It would be almost comforting to say that it was the same old story. Unfortunately, the old story usually includes Great Britain beating Australia at Wembley - at least in the matches that do not carry final significance - and there was only the briefest period of play on Saturday when that plot line looked like being perpetuated.
It was not so much that Great Britain played badly. Looked at in isolation, some of the ball movement and general competence was well above the level of some of the embarrassing encounters with the same opposition. But there was definitely something missing. Perhaps the lack of atmosphere at a half-full Wembley had something to do with it, but there was no bite in a toothless British performance.
Nobody wants the national side to go out and try to knock heads off, but some more raw aggression would not have gone amiss. The players themselves certainly felt that afterwards, and their coach, Andy Goodway, gave a hint of what might be in store at Old Trafford and Elland Road when he said that his side "needed to test out the referee".
This is a fine line to tread.
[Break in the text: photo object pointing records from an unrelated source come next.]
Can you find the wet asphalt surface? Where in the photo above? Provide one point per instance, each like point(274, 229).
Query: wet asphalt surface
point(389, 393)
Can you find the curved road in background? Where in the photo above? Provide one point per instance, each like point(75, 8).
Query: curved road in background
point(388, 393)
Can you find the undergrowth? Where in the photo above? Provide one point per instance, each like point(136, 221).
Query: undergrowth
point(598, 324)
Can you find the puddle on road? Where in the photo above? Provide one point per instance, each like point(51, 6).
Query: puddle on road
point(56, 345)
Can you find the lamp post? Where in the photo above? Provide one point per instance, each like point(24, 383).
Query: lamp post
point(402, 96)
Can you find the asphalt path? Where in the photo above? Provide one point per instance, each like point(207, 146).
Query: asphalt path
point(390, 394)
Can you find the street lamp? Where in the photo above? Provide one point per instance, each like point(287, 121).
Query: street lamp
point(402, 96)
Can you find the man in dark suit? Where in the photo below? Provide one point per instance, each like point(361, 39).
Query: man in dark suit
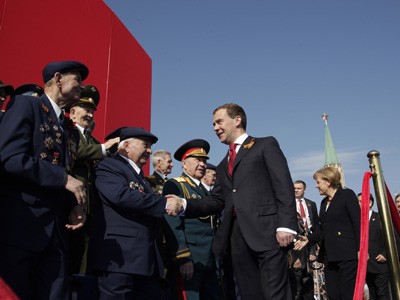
point(259, 221)
point(190, 239)
point(90, 151)
point(377, 268)
point(37, 150)
point(301, 279)
point(123, 248)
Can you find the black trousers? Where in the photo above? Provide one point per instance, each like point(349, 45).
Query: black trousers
point(341, 279)
point(115, 286)
point(259, 275)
There have been times in recent memory, notably at Brisbane in 1988, when British sides have gone over the brink and become woefully undisciplined. There is a danger of being trapped in the "can't play, can't fight" syndrome.
The other problem is that, unlike New Zealand when they beat Australia in September, Britain does not really have that sort of player anymore. It would have been handy to have a forthright type, like Leeds' Barrie McDermott, available to tear into the Australians at Wembley and there was support in the players' bar afterwards for someone like Neil Cowie to be brought in for the second Test. With all due respect to the Wigan prop, that shows just how short of firepower the British game is at the moment.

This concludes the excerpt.